我一直在尝试使用python 3代码删除停用词,但是我的代码似乎无法正常工作,我想知道如何从下面的列表中删除停用词。示例结构如下:
from nltk.corpus import stopwords
word_split1=[['amazon','brand','-
','solimo','premium','almonds',',','250g','by','solimo'],
['hersheys','cocoa', 'powder', ',', '225g', 'by', 'hersheys'],
['jbl','t450bt','extra','bass','wireless','on-
ear','headphones','with','mic','white','by','jbl','and']]
我正在尝试删除停用词,并尝试了以下是我的代码,如果有人可以帮助我纠正此问题,我将不胜感激。

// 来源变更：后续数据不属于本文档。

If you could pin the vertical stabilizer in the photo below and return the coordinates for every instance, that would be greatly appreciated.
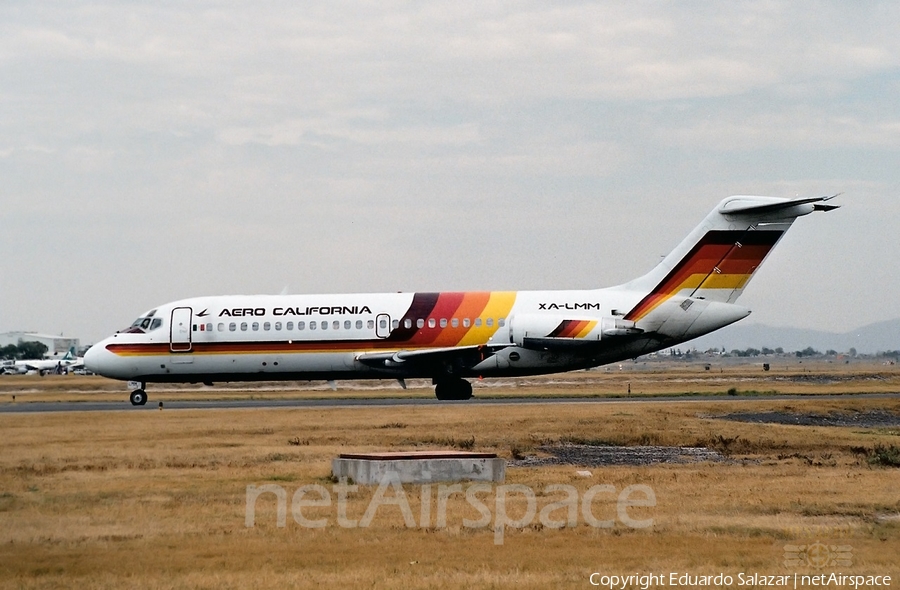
(720, 256)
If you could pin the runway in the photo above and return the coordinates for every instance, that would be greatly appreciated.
(153, 405)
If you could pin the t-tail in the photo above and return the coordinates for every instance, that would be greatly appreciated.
(693, 290)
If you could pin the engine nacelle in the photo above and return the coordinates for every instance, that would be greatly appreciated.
(545, 331)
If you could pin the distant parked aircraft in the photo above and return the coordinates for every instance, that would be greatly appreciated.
(68, 361)
(449, 337)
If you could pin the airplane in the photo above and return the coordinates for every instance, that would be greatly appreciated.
(450, 337)
(68, 361)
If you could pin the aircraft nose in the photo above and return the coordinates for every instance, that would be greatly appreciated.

这是下面的代码
stop_words = set(stopwords.words('english'))
filtered_words=[]
for i in word_split1:
if i not in stop_words:
filtered_words.append(i)
我收到错误消息:
Traceback (most recent call last):
File "<ipython-input-451-747407cf6734>", line 3, in <module>
if i not in stop_words:
TypeError: unhashable type: 'list'
答案 0 :(得分:1)
您有一个列表列表。
尝试:
word_split1=[['amazon','brand','- ','solimo','premium','almonds',',','250g','by','solimo'],['hersheys','cocoa', 'powder', ',', '225g', 'by', 'hersheys'],['jbl','t450bt','extra','bass','wireless','on-ear','headphones','with','mic','white','by','jbl','and']]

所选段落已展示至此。